# Stan Linear Priors

This is the second on a series of articles showing the basics of building models in Stan and accessing them in R. In the previous article I showed how to specify a simple linear model with flat priors in Stan, and fit it in R with a formula syntax. In this article we extend this to specify priors; defaulting to general weakly informative priors but allowing use of specific priors.

# Priors in linear regression

In our previous model \(y \sim N(\alpha + \beta x, \sigma)\), we didn’t specify any priors for our parameters, the intercept \(\alpha\), the coefficients \(\beta\) and the residual standard deviation \(\sigma\). We can extend our Stan model to take data specifying these priors, and to declare the priors themselves in the model.

Following `rstanarm::stan_glm`

it would be nice that if you didn’t specify a prior for it to use a reasonable default prior. Following the discussion in *Regression and Other Stories*, Section 9.5, we can use the same weak priors that they use that keep inferences stable, but don’t have much impact on the estimates.
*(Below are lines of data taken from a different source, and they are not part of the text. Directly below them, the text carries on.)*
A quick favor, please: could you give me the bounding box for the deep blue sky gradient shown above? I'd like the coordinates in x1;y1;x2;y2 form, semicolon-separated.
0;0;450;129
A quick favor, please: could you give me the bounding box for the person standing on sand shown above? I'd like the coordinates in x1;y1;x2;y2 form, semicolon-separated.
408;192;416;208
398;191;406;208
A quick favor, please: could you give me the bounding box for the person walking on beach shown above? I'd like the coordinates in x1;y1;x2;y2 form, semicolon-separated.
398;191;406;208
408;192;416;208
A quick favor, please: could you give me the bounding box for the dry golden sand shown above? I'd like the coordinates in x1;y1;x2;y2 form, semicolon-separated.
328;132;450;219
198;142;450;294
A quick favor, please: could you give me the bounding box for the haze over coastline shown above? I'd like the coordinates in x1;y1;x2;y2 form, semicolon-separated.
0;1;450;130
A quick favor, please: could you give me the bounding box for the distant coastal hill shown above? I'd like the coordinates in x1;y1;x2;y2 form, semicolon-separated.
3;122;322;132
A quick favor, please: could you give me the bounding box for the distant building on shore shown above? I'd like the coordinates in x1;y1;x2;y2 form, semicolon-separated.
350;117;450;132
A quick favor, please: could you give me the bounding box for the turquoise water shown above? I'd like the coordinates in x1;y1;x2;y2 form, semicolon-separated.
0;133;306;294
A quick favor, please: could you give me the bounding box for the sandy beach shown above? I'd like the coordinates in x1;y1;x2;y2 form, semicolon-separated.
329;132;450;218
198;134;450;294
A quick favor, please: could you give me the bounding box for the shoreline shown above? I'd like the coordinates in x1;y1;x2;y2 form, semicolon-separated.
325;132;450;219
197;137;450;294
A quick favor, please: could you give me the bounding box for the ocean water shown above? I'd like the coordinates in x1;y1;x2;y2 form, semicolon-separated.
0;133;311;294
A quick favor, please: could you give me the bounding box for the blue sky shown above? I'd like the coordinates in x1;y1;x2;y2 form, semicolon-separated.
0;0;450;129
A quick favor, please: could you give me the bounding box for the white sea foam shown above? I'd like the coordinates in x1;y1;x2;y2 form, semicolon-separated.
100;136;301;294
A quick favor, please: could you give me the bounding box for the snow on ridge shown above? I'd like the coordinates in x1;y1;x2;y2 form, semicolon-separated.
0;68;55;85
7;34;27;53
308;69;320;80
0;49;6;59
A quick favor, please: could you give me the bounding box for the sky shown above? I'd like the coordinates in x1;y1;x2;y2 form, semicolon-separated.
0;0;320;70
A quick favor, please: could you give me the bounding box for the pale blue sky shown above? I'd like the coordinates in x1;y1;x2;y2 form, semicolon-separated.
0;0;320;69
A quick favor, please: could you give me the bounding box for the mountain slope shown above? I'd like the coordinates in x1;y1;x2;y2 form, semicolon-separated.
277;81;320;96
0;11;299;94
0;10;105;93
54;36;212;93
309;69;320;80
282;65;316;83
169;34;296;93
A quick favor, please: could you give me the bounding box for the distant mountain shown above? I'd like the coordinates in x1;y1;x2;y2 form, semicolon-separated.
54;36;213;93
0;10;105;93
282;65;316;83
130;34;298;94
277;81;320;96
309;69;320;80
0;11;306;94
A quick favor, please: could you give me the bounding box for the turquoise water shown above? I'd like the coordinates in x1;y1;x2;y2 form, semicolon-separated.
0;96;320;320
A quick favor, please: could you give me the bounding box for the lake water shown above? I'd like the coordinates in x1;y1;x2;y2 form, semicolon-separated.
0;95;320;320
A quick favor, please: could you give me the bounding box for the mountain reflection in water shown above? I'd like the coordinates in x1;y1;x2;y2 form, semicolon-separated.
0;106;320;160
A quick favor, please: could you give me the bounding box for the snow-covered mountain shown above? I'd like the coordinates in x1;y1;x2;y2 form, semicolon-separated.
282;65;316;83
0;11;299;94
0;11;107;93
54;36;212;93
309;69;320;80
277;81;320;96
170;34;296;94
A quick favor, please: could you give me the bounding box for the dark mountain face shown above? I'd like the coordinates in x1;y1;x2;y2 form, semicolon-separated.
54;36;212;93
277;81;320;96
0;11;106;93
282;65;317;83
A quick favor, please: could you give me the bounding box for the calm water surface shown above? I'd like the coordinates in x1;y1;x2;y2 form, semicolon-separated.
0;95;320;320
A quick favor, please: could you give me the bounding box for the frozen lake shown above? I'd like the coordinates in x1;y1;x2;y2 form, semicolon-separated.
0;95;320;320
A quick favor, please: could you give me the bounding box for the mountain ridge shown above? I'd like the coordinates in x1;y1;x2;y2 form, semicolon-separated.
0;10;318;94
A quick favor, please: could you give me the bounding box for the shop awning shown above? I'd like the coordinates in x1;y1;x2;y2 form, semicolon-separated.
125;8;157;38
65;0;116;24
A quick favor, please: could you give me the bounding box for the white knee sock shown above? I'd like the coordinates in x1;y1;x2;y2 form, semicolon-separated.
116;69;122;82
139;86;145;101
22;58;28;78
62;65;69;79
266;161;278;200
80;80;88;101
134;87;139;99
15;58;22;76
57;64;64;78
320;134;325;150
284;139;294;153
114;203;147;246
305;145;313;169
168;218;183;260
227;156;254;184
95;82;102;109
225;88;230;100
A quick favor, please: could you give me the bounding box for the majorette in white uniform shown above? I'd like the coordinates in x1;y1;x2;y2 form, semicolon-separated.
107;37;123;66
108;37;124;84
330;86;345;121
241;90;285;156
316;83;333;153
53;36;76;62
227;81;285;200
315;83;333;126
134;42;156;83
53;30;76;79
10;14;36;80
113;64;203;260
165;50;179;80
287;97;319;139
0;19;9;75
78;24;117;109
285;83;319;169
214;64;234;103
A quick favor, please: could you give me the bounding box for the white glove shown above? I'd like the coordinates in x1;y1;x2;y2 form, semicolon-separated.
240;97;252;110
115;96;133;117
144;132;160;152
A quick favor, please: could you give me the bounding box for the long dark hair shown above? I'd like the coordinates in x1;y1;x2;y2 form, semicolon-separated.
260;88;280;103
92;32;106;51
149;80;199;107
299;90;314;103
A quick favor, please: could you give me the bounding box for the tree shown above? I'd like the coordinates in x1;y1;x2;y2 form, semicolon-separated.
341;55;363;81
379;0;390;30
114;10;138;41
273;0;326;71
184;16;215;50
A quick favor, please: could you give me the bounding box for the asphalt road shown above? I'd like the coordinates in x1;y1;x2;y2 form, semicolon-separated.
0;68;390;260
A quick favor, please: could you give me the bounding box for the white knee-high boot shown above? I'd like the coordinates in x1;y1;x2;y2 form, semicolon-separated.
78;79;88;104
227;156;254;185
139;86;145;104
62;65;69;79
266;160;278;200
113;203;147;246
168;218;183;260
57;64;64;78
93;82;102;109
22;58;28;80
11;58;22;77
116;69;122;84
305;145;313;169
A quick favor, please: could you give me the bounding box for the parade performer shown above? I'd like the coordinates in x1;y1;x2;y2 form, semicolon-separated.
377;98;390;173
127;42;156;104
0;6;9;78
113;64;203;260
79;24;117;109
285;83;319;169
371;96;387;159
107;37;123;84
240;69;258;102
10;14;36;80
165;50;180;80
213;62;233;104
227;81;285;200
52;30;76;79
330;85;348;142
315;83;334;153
The default prior for the coefficients is \(\beta \sim N(0, 2.5 s_y/s_x)\). Centring on 0 also makes sense without knowing which direction the coefficients should lie in. The ratio of standard deviations is important for the prior to be invariant under rescaling transformation. If we were to rescale \(y' = k y\) and \(x' = A x\), then the coefficients would scale as \(\beta' = kA^{-1} \beta\), so our prior should rescale in an analogous way. The factor 2.5, quoting from *Regression and Other Stories*, “is somewhat arbitrary, chosen to provide some stability in estimation while having little influence on the coefficient estimate when data are even moderately informative”. Perhaps the worst part of this assumption is that as you add more coefficients (and especially interactions) that the prior stays the same and they are all independent. Perhaps a better approach would be a joint distribution where some of the coefficients were more spread than others, since in many cases as you get more predictors a few of them may have a significant association but most will not.
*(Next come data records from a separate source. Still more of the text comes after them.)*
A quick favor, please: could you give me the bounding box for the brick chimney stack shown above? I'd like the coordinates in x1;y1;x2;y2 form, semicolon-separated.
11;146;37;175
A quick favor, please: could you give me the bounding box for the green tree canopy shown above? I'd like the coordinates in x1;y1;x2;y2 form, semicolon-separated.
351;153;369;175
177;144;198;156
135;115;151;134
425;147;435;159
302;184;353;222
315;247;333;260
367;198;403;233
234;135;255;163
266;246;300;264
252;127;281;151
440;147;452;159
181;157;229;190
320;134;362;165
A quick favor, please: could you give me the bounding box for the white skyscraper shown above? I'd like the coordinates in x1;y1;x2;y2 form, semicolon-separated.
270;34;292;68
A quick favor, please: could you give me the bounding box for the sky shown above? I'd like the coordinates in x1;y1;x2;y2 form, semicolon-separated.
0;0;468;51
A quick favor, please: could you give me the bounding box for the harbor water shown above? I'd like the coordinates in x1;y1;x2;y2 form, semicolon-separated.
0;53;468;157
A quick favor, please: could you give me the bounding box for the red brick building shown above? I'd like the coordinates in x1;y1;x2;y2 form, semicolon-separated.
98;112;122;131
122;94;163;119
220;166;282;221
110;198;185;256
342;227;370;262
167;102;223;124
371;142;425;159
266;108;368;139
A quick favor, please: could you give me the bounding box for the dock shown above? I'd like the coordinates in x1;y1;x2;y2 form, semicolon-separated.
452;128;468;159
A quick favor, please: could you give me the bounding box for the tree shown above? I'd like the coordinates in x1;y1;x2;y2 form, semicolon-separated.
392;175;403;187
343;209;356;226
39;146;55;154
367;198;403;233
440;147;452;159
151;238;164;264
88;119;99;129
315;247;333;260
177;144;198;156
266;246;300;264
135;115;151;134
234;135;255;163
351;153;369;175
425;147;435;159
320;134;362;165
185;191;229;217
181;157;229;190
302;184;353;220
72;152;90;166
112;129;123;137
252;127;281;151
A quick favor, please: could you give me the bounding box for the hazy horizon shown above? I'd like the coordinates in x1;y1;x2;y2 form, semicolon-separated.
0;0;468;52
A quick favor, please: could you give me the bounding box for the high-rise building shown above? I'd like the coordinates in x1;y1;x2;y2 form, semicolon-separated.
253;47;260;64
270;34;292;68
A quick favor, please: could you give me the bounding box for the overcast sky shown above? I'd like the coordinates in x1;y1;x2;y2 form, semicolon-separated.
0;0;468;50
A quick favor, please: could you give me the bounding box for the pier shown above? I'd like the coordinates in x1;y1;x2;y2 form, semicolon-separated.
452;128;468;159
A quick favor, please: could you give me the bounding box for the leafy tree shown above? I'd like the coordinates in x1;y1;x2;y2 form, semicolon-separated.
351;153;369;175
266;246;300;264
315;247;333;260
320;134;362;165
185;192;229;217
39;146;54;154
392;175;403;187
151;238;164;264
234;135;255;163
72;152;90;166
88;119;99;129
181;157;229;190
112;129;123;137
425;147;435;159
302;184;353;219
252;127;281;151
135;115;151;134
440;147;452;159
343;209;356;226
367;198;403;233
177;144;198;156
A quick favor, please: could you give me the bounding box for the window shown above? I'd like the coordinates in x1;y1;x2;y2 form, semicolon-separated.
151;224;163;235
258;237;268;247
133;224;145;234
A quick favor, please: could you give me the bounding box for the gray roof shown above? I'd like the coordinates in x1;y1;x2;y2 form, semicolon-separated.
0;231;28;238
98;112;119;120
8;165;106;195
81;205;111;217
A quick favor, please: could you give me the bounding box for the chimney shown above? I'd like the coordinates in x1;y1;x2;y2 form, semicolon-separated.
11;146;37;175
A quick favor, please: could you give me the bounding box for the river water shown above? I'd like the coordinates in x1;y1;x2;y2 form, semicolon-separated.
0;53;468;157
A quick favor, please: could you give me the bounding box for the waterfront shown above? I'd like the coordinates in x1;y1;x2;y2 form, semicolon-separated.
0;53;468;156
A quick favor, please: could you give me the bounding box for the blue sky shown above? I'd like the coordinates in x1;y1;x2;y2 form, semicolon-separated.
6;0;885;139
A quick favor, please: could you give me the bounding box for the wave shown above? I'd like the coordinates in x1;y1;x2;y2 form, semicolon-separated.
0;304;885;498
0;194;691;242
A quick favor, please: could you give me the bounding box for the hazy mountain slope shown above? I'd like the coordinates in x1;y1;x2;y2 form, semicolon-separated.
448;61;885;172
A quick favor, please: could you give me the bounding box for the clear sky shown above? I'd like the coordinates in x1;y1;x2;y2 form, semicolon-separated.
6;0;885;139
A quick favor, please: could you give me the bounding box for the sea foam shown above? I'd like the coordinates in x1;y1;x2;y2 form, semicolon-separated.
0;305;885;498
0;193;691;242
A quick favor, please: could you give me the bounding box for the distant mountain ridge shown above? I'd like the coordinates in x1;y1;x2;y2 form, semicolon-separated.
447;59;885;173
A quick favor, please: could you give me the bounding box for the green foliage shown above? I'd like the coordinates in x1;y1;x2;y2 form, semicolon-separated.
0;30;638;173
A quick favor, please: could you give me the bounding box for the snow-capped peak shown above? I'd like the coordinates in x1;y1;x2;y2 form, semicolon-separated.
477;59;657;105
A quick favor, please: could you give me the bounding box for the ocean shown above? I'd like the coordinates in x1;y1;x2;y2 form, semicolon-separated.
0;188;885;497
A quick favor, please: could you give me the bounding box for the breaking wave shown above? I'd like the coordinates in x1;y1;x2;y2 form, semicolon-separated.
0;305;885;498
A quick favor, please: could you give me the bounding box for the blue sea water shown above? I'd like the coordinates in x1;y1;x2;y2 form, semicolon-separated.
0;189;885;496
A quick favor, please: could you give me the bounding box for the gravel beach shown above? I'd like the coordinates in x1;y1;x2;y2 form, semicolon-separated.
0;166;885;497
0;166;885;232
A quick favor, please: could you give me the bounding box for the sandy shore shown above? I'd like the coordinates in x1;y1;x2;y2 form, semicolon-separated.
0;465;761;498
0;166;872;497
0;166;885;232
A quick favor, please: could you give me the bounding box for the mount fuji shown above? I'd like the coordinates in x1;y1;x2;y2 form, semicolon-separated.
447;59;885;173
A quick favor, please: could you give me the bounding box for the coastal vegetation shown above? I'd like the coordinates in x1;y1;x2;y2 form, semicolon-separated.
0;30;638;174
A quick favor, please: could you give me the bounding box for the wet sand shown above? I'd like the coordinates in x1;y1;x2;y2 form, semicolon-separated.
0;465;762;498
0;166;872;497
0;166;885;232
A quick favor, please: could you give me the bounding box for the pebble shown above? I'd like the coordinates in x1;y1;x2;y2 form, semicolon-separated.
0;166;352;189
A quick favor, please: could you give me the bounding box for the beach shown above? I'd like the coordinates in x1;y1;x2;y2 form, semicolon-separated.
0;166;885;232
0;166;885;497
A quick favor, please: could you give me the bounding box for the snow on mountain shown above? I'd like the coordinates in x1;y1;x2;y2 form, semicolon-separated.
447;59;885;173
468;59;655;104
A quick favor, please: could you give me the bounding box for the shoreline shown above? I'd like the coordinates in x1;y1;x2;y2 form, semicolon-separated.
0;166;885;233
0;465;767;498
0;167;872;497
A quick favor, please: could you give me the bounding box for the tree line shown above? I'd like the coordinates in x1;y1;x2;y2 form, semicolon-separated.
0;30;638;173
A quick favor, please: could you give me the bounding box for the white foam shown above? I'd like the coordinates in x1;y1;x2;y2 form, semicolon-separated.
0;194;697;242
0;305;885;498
The default weak prior for the intercept \(\alpha\) is given indirectly by assigning a prior the expected value of y at the mean value of x is normally distributed with mean the mean value of y, and standard deviation 2.5 times the standard deviation of y; that is \(E(y | x=\bar{x}) \sim N(\bar{y}, 2.5 s_y)\). Essentially we’re saying that at the centre of x, the data should be near the centre of y, and the error scales with the standard deviation of y (using a similar rescaling argument as above), again picking 2.5 as a . This is better than putting a prior directly on the intercept, because it’s invariant in a translation of $x$ or $y$; we’re always evaluating near the centre of the data (where we’re likely to have the most information). The expected value of y in our model is precisely \(\alpha + \beta x\), so we can rearrange this into \(\alpha \sim N(\bar{y} - \beta \bar{x}, 2.5 s_y)\).

Finally for the residual standard deviation assumed prior is \(\sigma \sim {\rm Exponential}(1/s_y)\). This means in particular that the expected value is \(s_y\), which is reasonable from scaling assumptions, and that the value is non-negative. I’m not sure how reasonable the assumption in the distribution itself is, but I’ll take it as a given.
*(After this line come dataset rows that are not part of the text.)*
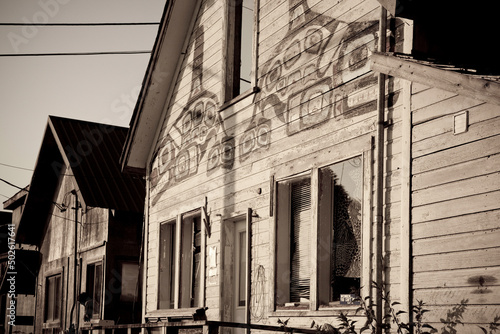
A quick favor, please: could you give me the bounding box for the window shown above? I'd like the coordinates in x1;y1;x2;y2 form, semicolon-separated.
225;0;254;101
158;210;206;309
86;262;103;319
120;262;139;302
45;274;62;322
275;157;363;308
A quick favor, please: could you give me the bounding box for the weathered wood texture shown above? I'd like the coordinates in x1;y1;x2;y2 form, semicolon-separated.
146;0;410;326
412;85;500;324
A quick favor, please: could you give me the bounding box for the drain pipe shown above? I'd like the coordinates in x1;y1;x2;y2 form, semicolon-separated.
374;6;387;333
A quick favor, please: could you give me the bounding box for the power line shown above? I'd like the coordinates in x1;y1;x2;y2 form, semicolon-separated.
0;178;28;191
0;162;33;172
0;50;151;57
0;22;160;27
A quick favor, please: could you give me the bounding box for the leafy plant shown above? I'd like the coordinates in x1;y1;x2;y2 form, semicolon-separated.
479;315;500;334
440;299;469;334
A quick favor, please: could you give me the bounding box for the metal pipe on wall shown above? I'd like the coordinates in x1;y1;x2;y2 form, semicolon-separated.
374;6;387;333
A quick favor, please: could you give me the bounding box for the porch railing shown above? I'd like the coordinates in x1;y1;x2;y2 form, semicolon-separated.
81;320;318;334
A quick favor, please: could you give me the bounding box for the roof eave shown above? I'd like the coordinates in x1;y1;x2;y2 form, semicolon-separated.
120;0;199;175
370;52;500;105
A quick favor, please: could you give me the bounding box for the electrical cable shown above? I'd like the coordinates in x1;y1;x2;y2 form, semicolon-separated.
0;22;160;27
0;50;151;57
0;162;33;172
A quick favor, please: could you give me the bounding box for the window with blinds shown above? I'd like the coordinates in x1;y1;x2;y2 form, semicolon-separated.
158;210;205;310
290;179;311;302
44;274;62;322
85;262;103;319
275;157;363;307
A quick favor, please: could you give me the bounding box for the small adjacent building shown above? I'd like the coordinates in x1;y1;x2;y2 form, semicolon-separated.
0;187;40;334
121;0;500;333
16;116;145;334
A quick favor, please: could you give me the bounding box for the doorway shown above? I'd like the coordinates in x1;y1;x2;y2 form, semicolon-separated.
221;216;249;334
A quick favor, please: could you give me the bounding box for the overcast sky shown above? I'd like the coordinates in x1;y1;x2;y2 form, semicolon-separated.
0;0;165;204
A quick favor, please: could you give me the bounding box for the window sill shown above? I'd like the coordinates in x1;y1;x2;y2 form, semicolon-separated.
269;305;364;317
219;86;260;112
42;320;61;328
146;307;198;322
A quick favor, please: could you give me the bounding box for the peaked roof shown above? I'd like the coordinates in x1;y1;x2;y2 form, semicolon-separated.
370;52;500;105
17;116;145;244
120;0;201;175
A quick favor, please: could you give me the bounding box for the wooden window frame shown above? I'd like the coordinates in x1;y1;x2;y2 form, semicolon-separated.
43;271;64;328
222;0;260;105
157;207;208;315
270;150;372;316
85;259;105;319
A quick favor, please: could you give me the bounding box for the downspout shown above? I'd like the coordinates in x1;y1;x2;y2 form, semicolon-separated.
141;174;150;334
69;190;78;333
374;6;387;333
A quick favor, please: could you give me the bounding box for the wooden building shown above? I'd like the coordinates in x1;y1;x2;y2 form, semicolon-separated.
16;116;144;333
121;0;500;333
0;188;40;334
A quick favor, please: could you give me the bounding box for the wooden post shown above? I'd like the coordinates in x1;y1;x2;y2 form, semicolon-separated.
203;324;219;334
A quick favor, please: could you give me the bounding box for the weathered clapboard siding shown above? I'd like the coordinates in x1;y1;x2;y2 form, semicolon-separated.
411;84;500;326
139;0;412;326
412;210;500;239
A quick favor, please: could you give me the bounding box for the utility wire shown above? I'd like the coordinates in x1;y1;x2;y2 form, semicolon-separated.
0;22;159;27
0;162;33;172
0;178;29;192
0;50;151;57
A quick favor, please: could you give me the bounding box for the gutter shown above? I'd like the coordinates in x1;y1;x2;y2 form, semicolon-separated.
374;6;387;333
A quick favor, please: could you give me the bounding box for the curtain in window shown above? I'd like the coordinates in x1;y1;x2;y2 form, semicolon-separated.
290;179;311;302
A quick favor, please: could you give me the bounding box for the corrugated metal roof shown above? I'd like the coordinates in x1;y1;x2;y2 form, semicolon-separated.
16;116;145;245
49;116;145;212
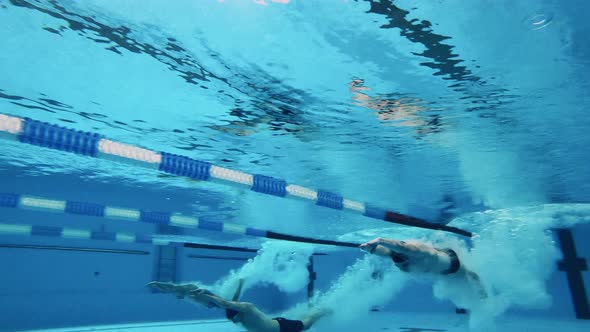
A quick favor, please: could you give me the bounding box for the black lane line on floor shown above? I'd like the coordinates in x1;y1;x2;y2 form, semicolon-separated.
0;244;150;255
556;228;590;319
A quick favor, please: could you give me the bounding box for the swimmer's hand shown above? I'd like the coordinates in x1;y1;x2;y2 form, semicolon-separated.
146;281;178;293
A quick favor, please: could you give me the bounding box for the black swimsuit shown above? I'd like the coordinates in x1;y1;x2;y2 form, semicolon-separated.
391;248;461;274
273;317;303;332
225;309;240;322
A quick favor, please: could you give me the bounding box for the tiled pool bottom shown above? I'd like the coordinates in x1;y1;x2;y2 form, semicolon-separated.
25;312;590;332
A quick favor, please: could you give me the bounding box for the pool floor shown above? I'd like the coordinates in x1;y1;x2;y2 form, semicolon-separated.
24;312;590;332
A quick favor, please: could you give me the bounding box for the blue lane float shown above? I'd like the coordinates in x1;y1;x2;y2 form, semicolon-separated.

We further want to be able to extend from these default priors to enable passing informative priors. We can directly extend the prior for the coefficients to take a centre vector and standard deviation vector (or more generally a covariance matrix) that can be passed in place of the default priors. For the intercept \(\alpha\) we could similarly specify a centre point and standard deviation, but to conform with the weak prior form we could pretend the data is centred, \(\bar{x} = 0\), so the \(\beta\) coefficient has no influence on the prior. Finally for the standard deviation we could pass a different parameter for the exponential distribution than the inverse standard deviation of y.

# Writing a Stan Model

With this plan we extend our Stan data to include the centre

\[\begin{align} \beta &\sim N(\mu_\beta, s_\beta) \\ \alpha &\sim N(\mu_\alpha - \beta \bar{x}, s_\alpha)\\ \sigma &\sim {\rm Exponential}(1/{\mu_\sigma}) \end{align}\]

Following `rstanarm`

I refer to the centre as the `location`

and the standard deviation as the `scale`

, and I call the parameter in the exponential distribution the `rate`

. Note that the priors are specified as part of the model.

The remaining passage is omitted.